El Cojo se acurruca bajo los soportales. Se repliega, cansinamente, enfundado en su raído anorak. Con la piel curtida por los años y las heridas, se pone cómodo, estira una pierna. La otra, la que perdió de joven, hace como que la flexiona. Ahí, larguirucho, muestra el muñón, para aprensión y desagrado de los viandantes. Sin escrúpulos -quien nada tiene, nada tiene que perder - se exhibe al mundo, le ofrece su desnudez, la autenticidad de un hombre, o lo que de él resta.
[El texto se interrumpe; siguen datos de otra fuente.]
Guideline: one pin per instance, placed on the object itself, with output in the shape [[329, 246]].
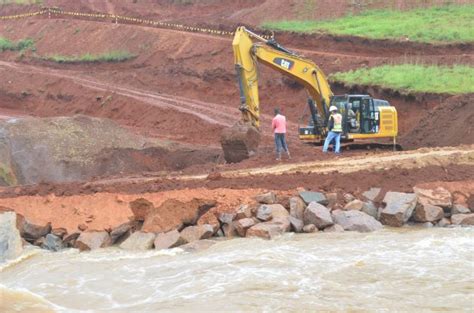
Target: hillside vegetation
[[443, 24], [458, 79]]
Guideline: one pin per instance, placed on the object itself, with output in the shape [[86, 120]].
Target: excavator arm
[[248, 53]]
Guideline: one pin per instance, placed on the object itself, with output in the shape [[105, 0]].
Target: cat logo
[[286, 64]]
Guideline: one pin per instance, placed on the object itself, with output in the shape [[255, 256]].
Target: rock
[[310, 228], [174, 214], [70, 240], [349, 197], [296, 224], [334, 229], [210, 219], [228, 218], [318, 215], [311, 196], [399, 208], [372, 194], [199, 245], [264, 213], [60, 232], [428, 213], [268, 230], [141, 208], [297, 207], [168, 240], [244, 211], [462, 219], [370, 209], [138, 241], [459, 209], [93, 240], [10, 240], [195, 233], [356, 221], [279, 212], [242, 225], [437, 197], [53, 243], [444, 222], [354, 205], [121, 232], [31, 232], [332, 200], [266, 198], [229, 230]]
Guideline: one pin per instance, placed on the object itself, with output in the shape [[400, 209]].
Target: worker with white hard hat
[[335, 130]]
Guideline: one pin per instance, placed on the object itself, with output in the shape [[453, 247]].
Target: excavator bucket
[[239, 142]]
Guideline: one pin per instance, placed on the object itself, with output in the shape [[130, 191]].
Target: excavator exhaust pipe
[[239, 142]]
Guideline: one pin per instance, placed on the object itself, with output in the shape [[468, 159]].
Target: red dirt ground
[[181, 86]]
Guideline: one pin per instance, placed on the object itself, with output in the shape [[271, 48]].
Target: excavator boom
[[368, 119]]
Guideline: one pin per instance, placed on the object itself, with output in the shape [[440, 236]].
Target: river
[[409, 270]]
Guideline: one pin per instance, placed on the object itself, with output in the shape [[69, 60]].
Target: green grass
[[457, 79], [112, 56], [439, 24], [21, 45]]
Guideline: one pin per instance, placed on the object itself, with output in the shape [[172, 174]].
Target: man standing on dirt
[[279, 130], [335, 130]]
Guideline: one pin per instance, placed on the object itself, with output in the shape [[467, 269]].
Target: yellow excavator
[[363, 116]]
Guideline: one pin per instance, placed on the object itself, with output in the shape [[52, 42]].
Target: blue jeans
[[280, 144], [330, 137]]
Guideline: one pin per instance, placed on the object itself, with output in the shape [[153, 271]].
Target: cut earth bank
[[189, 221]]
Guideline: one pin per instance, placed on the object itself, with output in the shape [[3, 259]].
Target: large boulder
[[310, 228], [336, 228], [296, 224], [10, 239], [174, 214], [297, 207], [168, 240], [371, 194], [462, 219], [268, 230], [228, 218], [31, 231], [356, 221], [428, 213], [138, 241], [243, 211], [318, 215], [93, 240], [398, 209], [264, 212], [53, 243], [266, 198], [141, 208], [460, 209], [356, 205], [437, 197], [312, 196], [194, 233], [242, 225]]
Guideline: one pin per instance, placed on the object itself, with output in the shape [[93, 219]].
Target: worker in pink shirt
[[279, 130]]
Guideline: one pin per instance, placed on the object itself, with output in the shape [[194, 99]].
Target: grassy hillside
[[445, 24], [458, 79]]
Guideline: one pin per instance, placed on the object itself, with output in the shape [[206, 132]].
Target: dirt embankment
[[65, 149]]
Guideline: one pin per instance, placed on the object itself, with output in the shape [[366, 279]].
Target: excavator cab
[[363, 118]]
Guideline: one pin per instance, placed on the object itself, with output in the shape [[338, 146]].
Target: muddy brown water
[[409, 270]]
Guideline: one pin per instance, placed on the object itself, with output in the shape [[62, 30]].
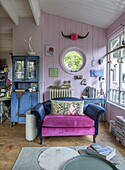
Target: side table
[[2, 113], [31, 127]]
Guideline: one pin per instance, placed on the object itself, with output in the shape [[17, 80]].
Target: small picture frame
[[53, 72], [50, 50]]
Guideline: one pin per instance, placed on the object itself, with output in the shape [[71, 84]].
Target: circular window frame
[[65, 51]]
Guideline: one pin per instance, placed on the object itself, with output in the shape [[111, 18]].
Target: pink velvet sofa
[[67, 125]]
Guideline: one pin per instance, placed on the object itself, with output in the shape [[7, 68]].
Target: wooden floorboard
[[12, 139]]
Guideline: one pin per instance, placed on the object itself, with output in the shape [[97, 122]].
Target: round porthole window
[[72, 60]]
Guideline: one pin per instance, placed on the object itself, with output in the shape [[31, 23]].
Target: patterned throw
[[67, 107]]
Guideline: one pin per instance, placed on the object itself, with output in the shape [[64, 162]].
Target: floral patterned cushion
[[67, 107]]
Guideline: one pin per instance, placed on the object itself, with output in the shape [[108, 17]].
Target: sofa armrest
[[94, 111], [39, 113]]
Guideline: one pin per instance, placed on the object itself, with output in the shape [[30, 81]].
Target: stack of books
[[91, 92], [100, 150], [120, 129]]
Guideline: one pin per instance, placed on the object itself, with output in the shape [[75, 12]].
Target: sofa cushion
[[67, 107], [67, 121]]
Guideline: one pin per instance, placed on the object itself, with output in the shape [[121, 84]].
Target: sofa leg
[[94, 136], [41, 140]]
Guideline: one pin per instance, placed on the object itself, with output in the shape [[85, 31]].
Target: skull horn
[[80, 37], [66, 36]]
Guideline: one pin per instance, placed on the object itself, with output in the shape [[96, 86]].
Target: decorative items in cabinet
[[25, 86]]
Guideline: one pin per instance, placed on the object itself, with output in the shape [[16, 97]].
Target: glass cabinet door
[[31, 69], [19, 69]]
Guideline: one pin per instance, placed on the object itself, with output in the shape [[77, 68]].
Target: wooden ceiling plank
[[34, 9], [10, 11]]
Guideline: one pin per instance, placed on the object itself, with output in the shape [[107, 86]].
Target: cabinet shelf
[[25, 77]]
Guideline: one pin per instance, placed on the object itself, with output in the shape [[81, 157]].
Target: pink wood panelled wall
[[116, 26], [95, 43], [111, 110]]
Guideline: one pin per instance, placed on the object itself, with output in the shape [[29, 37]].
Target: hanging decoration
[[109, 62], [74, 36], [123, 41], [93, 61], [122, 60]]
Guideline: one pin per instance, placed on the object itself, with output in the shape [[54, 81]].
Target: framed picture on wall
[[50, 50], [53, 72]]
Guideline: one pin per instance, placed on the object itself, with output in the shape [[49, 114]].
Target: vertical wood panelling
[[53, 25]]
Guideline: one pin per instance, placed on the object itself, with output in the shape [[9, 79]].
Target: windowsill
[[116, 105]]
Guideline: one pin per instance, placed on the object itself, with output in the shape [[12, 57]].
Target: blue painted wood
[[14, 107], [25, 60], [102, 101]]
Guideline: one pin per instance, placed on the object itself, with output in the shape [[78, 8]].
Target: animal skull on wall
[[74, 36]]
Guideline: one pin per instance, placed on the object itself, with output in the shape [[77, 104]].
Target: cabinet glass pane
[[31, 69], [19, 69]]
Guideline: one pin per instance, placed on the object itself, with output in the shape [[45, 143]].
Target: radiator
[[54, 93]]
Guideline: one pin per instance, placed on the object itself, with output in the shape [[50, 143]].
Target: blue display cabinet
[[25, 86]]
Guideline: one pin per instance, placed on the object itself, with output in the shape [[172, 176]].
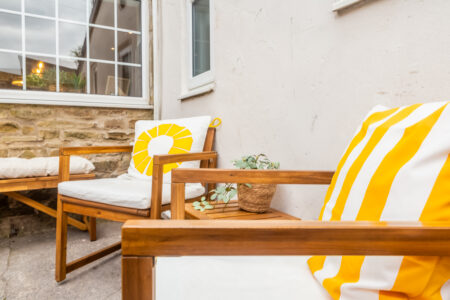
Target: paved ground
[[27, 266]]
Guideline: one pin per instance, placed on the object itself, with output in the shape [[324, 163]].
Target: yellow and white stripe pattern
[[397, 167]]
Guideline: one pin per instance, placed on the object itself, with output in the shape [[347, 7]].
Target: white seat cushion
[[123, 191], [237, 277], [13, 167]]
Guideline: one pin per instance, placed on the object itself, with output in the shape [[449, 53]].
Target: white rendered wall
[[294, 79]]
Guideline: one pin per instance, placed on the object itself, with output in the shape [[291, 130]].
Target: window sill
[[66, 99], [198, 91], [341, 4]]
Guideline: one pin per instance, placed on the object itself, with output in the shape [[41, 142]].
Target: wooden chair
[[12, 187], [142, 241], [95, 210]]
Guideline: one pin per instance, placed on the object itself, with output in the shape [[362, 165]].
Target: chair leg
[[92, 227], [61, 243]]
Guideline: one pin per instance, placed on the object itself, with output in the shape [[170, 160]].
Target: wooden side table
[[233, 212]]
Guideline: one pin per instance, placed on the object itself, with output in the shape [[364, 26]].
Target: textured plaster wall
[[294, 79]]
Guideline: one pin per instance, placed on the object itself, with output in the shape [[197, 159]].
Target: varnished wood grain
[[37, 183], [43, 208], [94, 150], [251, 176], [233, 212], [172, 158], [61, 242], [178, 196], [159, 238], [80, 262], [137, 278]]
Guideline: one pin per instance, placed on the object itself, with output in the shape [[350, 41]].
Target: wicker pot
[[257, 198]]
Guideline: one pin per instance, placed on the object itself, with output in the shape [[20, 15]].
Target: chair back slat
[[209, 144]]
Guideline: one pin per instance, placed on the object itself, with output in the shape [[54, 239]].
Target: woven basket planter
[[257, 198]]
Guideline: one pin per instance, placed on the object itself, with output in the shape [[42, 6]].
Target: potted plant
[[251, 197]]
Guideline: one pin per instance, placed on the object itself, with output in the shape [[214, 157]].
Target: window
[[74, 52], [200, 37]]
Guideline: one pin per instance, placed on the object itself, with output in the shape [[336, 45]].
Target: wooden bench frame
[[143, 240], [95, 210], [12, 187]]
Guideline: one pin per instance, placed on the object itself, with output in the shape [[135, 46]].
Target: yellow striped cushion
[[397, 167]]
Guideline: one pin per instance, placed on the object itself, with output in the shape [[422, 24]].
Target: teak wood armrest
[[143, 240], [157, 177], [172, 158], [94, 150], [182, 176], [243, 237]]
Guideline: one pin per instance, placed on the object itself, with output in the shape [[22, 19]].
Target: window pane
[[41, 7], [72, 39], [102, 12], [101, 43], [10, 31], [74, 10], [11, 71], [41, 73], [72, 76], [40, 35], [102, 79], [130, 81], [200, 37], [129, 14], [129, 47], [10, 4]]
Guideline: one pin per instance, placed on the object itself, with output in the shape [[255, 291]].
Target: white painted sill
[[341, 4], [208, 88]]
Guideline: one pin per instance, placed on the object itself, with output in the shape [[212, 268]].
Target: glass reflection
[[101, 43], [11, 71], [74, 10], [102, 12], [41, 7], [129, 14], [102, 79], [129, 45], [10, 31], [40, 35], [200, 37], [72, 76], [72, 39], [41, 73], [130, 81], [10, 4]]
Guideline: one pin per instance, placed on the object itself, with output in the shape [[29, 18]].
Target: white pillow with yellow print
[[176, 136]]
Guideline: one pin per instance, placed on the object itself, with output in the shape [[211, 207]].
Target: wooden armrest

Impertérrito, socarrón, el Cojo se ajusta la gorra de ciclista con el mimo de la modelo en la pasarela. Pero no lleva espejo ni usa maquillaje, sus cicatrices son producto de compañías mal avenidas, de noches interminables y oscuras. Sitúa un miserable pañuelo sobre las baldosas de los porches, y espera. Su trabajo es esperar, contemplar las caras de asombro y de desprecio a su alrededor; hacer una mueca, con sonido gutural incluido, cuando algún despistado echa una moneda. Por caridad, piedad, o por vaciar de calderilla los bolsillos; igual le da. A sus años no conoce de razones y menos de moral.

Hace frío, el Cojo tiene frío, y se frota las manos con la ansiedad del vendedor que va a cerrar un gran negocio. Pero el Cojo no negocia, sólo escupe con rabia en sus bastas manos para restregarlas por su ropa, por el suelo y por los arrugados cigarrillos que quema sin parar. La calle, ese espacio abierto de libertad, al Cojo le da frío, nauseas, porque es su casa, el único hogar del que no puede escapar. La calle es su cárcel, una isla en la que está condenado a perpetuidad, donde las casas son un muro como el agua para quien no sabe nadar.

Las noches, largas y silenciosas, reverberan en su memoria en forma de pesadillas, de fantasmas sin civilizar. Los noctámbulos que las recorren a horas intempestivas lo despiertan, lo devuelven a su cruda realidad. Con la botella siempre próxima, se enjuaga la garganta y las penas para recuperar la somnolencia. El alcohol es el desinfectante que apaga sus recuerdos y lo libera, temporalmente, como un secuestro o un viaje en la noria, de un presente anodino e insípido.

El Cojo descansa y ronca en su palacio de cartón cuando unos jóvenes, altos, limpios y alegres, lo rodean y golpean con patadas. Regresa al mundo de los vivos sorprendido, asustado. Ante él ve a tres muchachos imberbes y bravucones. Los oye gritar, reír, burlarse de él sin disimulo.

La calle se deviene por enésima vez en prisión de sus anhelos. No se pregunta qué habré hecho ahora. El Cojo no sabe de causas o porqués, sí de hechos consumados, de barbarie y salvajismo. No hace falta disponer de un cómodo salón amueblado, con televisión en color y pantalla ultraplana, para conocer que son frecuentes los apaleamientos a vagabundos como él.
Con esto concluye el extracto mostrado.